An attempt by the 22-year-old daughter of Tony Blair's polling guru Philip Gould to claim one of Labour's safest parliamentary seats ended in defeat yesterday after she came a poor third in a bitter and brutal fight that has been filled with charges of nepotism, and marred by a vote-rigging scandal and charges of dirty tricks.

Georgia Gould, whose mother, Gail Rebuck, is the head of Random House publishers, caused consternation among the rank and file in the solid Labour seat of Erith and Thamesmead in south-east London, when she launched her bid to replace the sitting MP, John Austen, who is standing down at the next election.

At a secret hustings last night, Ms Gould's brutal introduction to the rough world of local politics ended in defeat.

Party members chose Teresa Pearce, a 54-year-old former Labour councillor and tax expert with PricewaterhouseCoopers. Second was the former Labour minister, Melanie Johnson, with Ms Gould in a distant third place.

"Teresa won decisively," said London's Labour Party spokesman Philip Dilkes. Ms Pearce said her job now was to "rebuild the trust" of voters in the local party.

Following her humiliating third place, Ms Gould tried to heal wounds by throwing her support behind the winner, saying she supported her "100 per cent" and would campaign for her.

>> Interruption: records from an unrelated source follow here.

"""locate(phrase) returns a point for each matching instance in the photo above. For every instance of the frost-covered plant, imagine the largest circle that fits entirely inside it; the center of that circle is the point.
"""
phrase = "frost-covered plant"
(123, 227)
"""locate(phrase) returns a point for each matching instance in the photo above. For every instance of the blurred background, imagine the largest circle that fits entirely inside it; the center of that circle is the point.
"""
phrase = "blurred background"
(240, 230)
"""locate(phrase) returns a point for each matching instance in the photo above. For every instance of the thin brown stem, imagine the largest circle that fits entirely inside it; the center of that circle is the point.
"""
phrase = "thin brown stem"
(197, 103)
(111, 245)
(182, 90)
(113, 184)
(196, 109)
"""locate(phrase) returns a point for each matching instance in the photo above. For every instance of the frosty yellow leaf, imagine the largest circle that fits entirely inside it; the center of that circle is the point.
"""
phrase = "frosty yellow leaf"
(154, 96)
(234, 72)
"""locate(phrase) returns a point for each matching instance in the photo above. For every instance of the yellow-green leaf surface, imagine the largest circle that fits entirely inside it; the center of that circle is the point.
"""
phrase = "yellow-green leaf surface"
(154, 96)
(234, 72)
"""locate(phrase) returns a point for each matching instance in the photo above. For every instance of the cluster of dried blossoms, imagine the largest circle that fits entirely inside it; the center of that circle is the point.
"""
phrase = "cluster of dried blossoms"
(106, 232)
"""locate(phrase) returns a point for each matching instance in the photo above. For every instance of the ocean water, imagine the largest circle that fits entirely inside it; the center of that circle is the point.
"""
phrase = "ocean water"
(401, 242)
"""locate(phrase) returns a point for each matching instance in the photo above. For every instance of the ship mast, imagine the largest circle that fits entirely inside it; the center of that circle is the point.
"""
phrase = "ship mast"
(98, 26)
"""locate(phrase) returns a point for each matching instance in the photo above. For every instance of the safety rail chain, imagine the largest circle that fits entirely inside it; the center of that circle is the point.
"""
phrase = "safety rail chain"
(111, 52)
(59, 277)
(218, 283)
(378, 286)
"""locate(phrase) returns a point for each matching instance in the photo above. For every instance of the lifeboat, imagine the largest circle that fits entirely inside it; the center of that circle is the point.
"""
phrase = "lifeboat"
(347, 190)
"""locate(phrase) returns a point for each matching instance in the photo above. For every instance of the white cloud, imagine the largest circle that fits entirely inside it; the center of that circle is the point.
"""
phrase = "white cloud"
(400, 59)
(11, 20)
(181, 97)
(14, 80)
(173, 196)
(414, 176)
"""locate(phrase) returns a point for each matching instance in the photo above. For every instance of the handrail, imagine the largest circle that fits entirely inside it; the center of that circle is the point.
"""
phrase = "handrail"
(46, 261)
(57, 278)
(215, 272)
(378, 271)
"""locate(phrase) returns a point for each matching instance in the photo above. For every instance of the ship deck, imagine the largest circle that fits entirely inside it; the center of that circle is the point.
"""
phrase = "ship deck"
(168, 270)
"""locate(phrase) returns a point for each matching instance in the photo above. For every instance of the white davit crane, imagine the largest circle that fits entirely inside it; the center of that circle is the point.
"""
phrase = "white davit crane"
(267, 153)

Oxford graduate Ms Gould had been accused of attempting to parachute into a safe seat through her impeccable New Labour credentials.

Her father, Lord Gould, was given his peerage by Mr Blair for his role in helping to found New Labour: there are photos of Neil Kinnock, the former Labour leader, bouncing Ms Gould on his knee when she was a baby. Her mother is a close friend of the Blairs. Eyebrows were also raised when Alastair Campbell and Tessa Jowell lent Ms Gould their public support.

In her defence, her mother said last month that Ms Gould – a graduate of Oxford University where she was secretary of the Labour Club – had been a party organiser at the age of 18. "She was fighting a campaign in Mitcham and Morden before she went to university," Ms Rebuck said, "getting up at 6am and coming back at midnight,"

The hustings had been due to take place last month, but got postponed after a sealed election box was broken into and postal votes destroyed.

Her supporters were also accused of going door-to-door urging party members to fill out postal votes. By the time the ballot box was broken into, a third of party members had voted by post, an unusually high number.

All postal votes were cancelled, and an internal party investigation of the break-in is under way.

There was further discontent over national party interference earlier this month when the constituency chairman, Frank Lerner, was axed by the Labour Party general secretary, Ray Collins. Mr Lerner, a pensioner and former headmaster, had written to every member of the local party outlining the ballot box shenanigans, an act Mr Collins considered "detrimental to the party". He had also complained that the "harassment" of voters over postal votes broke party rules.